大きなせんべいに好きなように絵を描いて、最後に色のついた砂糖をまぶすあれ。
なんか純粋に楽しいって思える作業でした。
で、作り終えるころに、おじさんたちは、もっと塗らないと砂糖がかからないよって言ってくれるのですが、僕はそんなことはどうでもよく、どれだけ自分が好きなように絵を描けるかが重要でした。
余白を砂糖で埋めるのではなく、余白も描くと妙に画家ぶっていたのを今でも覚えています。
それに、食べるのが目的ではありませんでしたし。
それから数年がたった今、
僕はやっぱりまだお祭りの楽しみ方がわかりません。
お祭りでのお金の使い方も分からないんですよね。
ちょっと高いというのはまぁなんとか納得しながら、お祭り価格ということで受け入れているのですが、それでもあれを買いたい、これを食べたいという衝動があまり起きないのです。

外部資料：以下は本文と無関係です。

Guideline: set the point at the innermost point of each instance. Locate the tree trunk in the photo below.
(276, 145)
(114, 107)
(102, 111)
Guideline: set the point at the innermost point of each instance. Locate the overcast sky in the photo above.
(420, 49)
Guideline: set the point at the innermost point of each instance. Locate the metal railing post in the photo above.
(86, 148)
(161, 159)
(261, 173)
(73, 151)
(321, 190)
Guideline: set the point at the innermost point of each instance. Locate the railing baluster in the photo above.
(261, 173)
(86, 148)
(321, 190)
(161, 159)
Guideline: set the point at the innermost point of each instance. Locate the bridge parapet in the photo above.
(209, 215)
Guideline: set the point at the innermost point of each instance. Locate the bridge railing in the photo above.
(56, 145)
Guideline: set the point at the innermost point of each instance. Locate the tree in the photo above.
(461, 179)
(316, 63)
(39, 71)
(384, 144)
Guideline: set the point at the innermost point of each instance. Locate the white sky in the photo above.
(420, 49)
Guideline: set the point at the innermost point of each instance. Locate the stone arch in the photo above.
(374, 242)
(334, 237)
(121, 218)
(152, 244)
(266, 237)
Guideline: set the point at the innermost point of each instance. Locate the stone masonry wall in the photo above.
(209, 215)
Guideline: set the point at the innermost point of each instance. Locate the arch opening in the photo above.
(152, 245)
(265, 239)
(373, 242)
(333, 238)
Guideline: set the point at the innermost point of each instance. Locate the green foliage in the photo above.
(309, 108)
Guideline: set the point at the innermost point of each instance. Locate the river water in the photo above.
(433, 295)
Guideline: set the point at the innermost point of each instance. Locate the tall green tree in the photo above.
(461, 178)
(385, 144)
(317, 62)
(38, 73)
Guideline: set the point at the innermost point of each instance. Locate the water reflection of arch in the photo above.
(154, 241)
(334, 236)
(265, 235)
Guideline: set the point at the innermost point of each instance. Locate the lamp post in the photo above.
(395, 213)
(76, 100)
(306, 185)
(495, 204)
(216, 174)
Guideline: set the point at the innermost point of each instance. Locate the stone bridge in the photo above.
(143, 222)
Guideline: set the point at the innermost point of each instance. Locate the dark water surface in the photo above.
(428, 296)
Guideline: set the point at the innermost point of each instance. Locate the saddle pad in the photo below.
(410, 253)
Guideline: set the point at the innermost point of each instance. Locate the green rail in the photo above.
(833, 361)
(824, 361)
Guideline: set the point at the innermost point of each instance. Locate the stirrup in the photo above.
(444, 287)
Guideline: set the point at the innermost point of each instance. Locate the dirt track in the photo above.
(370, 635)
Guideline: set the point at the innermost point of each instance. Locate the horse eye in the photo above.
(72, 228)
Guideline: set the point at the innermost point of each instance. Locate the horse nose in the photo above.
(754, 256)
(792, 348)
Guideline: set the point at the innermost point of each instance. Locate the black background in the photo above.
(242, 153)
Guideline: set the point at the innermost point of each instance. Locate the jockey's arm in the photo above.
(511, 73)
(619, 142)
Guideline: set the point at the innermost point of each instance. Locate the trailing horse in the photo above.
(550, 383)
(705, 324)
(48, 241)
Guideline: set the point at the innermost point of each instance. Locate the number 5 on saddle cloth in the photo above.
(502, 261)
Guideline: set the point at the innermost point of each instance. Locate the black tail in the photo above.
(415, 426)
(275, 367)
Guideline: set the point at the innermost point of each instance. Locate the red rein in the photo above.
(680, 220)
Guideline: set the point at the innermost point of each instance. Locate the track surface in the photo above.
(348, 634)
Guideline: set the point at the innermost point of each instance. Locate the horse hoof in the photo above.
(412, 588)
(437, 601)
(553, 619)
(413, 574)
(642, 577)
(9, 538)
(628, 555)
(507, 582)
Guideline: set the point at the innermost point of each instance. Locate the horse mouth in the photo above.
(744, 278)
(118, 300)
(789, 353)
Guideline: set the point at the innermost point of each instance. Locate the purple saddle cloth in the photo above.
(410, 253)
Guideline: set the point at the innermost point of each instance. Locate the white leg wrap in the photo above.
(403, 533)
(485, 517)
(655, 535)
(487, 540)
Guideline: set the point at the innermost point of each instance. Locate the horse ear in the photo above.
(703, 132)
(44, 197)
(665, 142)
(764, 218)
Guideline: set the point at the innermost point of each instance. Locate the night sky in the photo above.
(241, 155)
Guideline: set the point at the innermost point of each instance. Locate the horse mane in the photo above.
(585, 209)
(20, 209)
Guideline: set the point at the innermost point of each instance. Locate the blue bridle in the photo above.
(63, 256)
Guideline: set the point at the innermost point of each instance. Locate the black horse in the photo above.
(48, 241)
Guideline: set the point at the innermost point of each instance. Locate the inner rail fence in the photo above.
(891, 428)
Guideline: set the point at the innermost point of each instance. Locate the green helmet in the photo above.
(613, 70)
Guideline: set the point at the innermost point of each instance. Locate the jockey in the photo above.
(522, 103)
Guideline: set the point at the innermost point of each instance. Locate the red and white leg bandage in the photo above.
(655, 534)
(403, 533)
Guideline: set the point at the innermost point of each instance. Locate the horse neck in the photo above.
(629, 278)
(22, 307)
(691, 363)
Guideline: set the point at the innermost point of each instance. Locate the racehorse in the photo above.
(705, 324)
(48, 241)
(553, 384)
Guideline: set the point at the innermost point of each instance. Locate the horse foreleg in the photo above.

わいわいと焼きそばを買いに走ったり、分担してたこ焼きを買いにいったりする作業もイマイチ…
そういう姿に憧れはあったのですがねぇ…
でも…
そんな冷めた時間も
まぶしい時間ではあったかなぁ。
ちいさな金魚を追うことも、
あちこちからするソースの焦げた匂いをたどることも、
おいしくないたこ焼きを皆で食べることも、
人気の無い静かなところで、寄り添って花火を見ることも。
屋台の明かりが霞むほどの光を帯びて。
ふぅ…
お祭りで食べたフラッペで初めて間接キスをしたことも、
相手は何も意識せずに渡してきたことに戸惑ったことも、
淡い光に包まれて。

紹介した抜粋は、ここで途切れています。